World Ploughing Championships4 min read Ireland · Photography · Rural Issues
Two weekends ago we headed to the World Ploughing Championships in Tullow, County Carlow, about 1.5 hours north of here. It was a 4-day long event, with the Irish Ploughing Championship the first two days and then the World Championship. In addition to the plowing, it was a big farm show along the lines of our Farm Technology Days. Let me say that it’s a really big show. Over the four days they had a total attendance of around 220,000 people. It was held on a 230 acre farm, which is very large by Irish standards (average farm size in Ireland is about 80 acres).
Our friend Willie scored us tickets to the event, along with a coupon for a free steak sandwich for lunch (thanks Willie!). He also advised Kathleen “Be sure to wear your rain gear and Wellies!”. We headed out for the show on Saturday morning in a pouring rain, minus our rain gear and Wellies. Neither Kathleen or I owned decent rain gear in the States, so we moved to Ireland, average rainfall nearly 40”, without rain gear. In a last-minute packing switch-up, Kathleen’s hiking boots didn’t make the trip either. So, she in tennis shoes, both toting umbrellas, we decided to brave the weather for our once-only shot at seeing the show. I was certain we’d be able to get rain gear at the show, but if not it was going to be a long day!

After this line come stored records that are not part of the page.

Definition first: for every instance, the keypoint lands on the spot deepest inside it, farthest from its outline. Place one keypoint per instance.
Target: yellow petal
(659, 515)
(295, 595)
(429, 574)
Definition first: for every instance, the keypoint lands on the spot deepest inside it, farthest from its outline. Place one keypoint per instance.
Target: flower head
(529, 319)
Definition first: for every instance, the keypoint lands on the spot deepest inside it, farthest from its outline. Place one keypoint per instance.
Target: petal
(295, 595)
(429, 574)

On the drive up we were listening to a morning radio show where the DJ was playing requests. It seemed like every other request was for someone “Driving to the Ploughing Championships in Co. Carlow,” so we knew we’d have plenty of company. We hit the traffic jam probably 8 miles before we got to the site. From there it was stop-and-go traffic for nearly an hour as we followed the Gardai’s (police) traffic directors. We were directed into a farm field with aspirations of being a swamp, and were directed along the high ground to a parking spot at the end of the field, with the show nowhere in sight. Much of the field was being used for parking only by 4-wheel drive vehicles, rightfully so. After a 1⁄2 mile walk, we spotted the show and the drop-off point for tractors shutting people over to the show. A short ride in a modified manure spreader and we finally hit the show gate. To our relief, right inside the gate was a tent selling rain gear and boots, and like you often see at shows like this, they had special sales going for the show. I picked up a nice oilskin jacket, and Kathleen got a nylon rain jacket and a pair of Wellies (rubber barn boots). Waterproof shoes were the key to enjoying the show, because as you can see from the pics below, much of the show was covered in 6-inch deep mud puddles.
We arrived on the show grounds around 10 in the morning, and ended up staying til almost 3 in the afternoon. Even with that amount of time, we didn’t even come close to seeing everything. One of our big disappointments was never finding the “JCB Dancing Diggers” show, a dance/ballet show done with backhoes. You can see some video here, it’s really quite impressive. I was really surprised to see an investment property exhibition with over 50 exhibitors selling property in other countries. That seems to be a big thing here. There apparently are tax reasons to own property in other countries, so many people own weekend or vacation homes elsewhere in the world.
The show was a really good opportunity for us to learn a lot about rural Ireland in one fell swoop. I got a good picture of all the government agencies and non-profit organizations that are doing work in rural Ireland, which of course is something I want to explore while we’re here. We had a chance to visit the tents of several political parties here, including Sinn Fein, Fianna Foil and Fine Gael. And finally, we had a chance to sample a lot of good homemade Irish food, like cheese and pastries. There was even a Guiness tent on the grounds, though we didn’t stop in.